Extrasolar planets
I. Speculation about their existence
Scientists have long expected stars to form with disks, and hence planets, but what happens to these planets, and their basic attributes, have been a complete mystery until recently. The idea that stars were suns, and had other earths orbiting them, was among the reasons that Giordana Bruno was burned as a heretic in 1600. But now we have detected thousands of exoplanets, and although Earthlike planets around sunlike stars are still at the edge of what we can detect, there is little doubt that will cease to be true within the decade.

II. Surprises
Although it was no great surprise that exoplanets exist, their orbital attributes are very surprising. Planets of many different sizes and many different distances from their stars have been found, such that the nice orderly sorting of our solar system into rocky planets close to the Sun, and gas giants far from it, and with a big size gap in between them, has not at all held true for exoplanets. There remain many observational selection effects based on what types we can and cannot detect, but still, it is clear that exoplanets form a highly inhomogeneous population, and so many of them are found at distances to their stars where we do not think they could have formed, implies that planetary migration, and even chaotic orbital changes, are the rule-- unlike the apparent orderly state of our own solar system.

III. Planetary migration
This is the idea that once a planet forms in a certain orbit, there are many ways that orbit can be substantially altered, especially if there are giant planets in the planetary system. First of all, giant planets require a great deal of hydrogen gas to make them giant, so they must form while there is still a disk of hydrogen gas orbiting the star. That means the gas disk can then interact with the planet, and there are several ways to do that. The two main types are called Lindblad resonances with spiral arm stuctures (such as are often seen in galaxies), and interactions with horseshoe orbits of the gas and small asteroids.
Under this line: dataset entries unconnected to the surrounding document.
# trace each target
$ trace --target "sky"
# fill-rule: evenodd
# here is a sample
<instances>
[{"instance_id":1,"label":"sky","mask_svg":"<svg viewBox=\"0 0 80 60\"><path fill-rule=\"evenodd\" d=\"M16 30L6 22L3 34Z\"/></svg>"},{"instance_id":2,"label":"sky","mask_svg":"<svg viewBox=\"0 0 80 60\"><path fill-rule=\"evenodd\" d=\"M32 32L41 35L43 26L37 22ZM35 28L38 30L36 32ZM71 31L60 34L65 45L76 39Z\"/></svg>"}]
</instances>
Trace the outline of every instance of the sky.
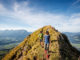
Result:
<instances>
[{"instance_id":1,"label":"sky","mask_svg":"<svg viewBox=\"0 0 80 60\"><path fill-rule=\"evenodd\" d=\"M0 30L33 32L45 25L80 32L80 0L0 0Z\"/></svg>"}]
</instances>

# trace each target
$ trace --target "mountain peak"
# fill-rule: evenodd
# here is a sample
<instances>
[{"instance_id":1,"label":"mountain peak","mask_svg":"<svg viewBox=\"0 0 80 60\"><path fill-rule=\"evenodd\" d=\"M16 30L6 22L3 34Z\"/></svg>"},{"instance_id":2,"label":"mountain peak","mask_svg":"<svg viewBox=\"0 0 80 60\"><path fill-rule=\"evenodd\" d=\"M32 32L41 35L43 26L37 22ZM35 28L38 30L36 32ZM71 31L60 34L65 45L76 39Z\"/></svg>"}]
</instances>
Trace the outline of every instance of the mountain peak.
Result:
<instances>
[{"instance_id":1,"label":"mountain peak","mask_svg":"<svg viewBox=\"0 0 80 60\"><path fill-rule=\"evenodd\" d=\"M71 46L66 35L51 25L44 26L30 34L18 46L12 49L2 60L46 60L44 48L38 35L43 31L50 34L49 60L77 60L80 52ZM43 44L44 45L44 44Z\"/></svg>"}]
</instances>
Lindblad resonances mean that an elliptical orbit is like an epicycle perturbing a circular orbit (Ptolemy did not make the up, it's one way of thinking abotu small perturbations), and so the perturbation shares the frequency of the orbit, and any driving forces in the environment that resonate with that frequency can cause gradual changes to accumulate into larger effects. Those larger effects on the disk cause spiral arms, and on the planet can cause the planet to migrate either inward or outward, depending on the details.

Horseshoe orbits are how a planet affects gas and asteroids (and other planetesmals) that have close to the same orbit as the planet. If they are a little closer to the Sun, Kepler's laws say they will catch up to the planet from behind, but that will tug them into an orbit wider than the planet, so they will lose ground an in effect be "repulsed" by the planet (as seen in the co-orbiting frame). But then later, as the planet catches up on the gas and planetesmals, the backward tug from the planet causes them to fall inward toward the Sun and speed up. That "reverses" the process and causes them to pull away from the planet, eventually coming around behind and repeating the cycle. If this happens in a symmetric way, there is no net effect on the planet, but other processes, like feeding in new dust and gas from other regions of the solar system, can cause asymmetric behavior, and that can also induce planetary migration either inward or outward.

These types of planetary migrations that involve interaction with the gaseous disk and/or a very full disklike population of planetesmals allow planets to ultimately orbit at distances where they could not have formed, and contribute to the "hot Jupiter" phenomenon in exoplanet detection.

Another form of planetary migration, which happens between the planets themselves or the large planetesmals, is gravitational scattering. This is like how the Voyager satellite was able to make a Grand Tour of all the outer planets using gravitational assists from each one, and ultimately leave the solar system. This was a delicately planned orbit, but an orbit nevertheless, in the sense that it could have conceivably happened naturally-- given enough time. So in the huge number of systems, and the huge amount of available time, almost any dynamics we can imagine could have happened somewhere. Coupled with the anthropic principle that says our own system might be quite special because it led to us, makes it very difficult to understand or predict exactly what happened in our own case! Ergo ideas like the "Grand Tack" of Jupiter.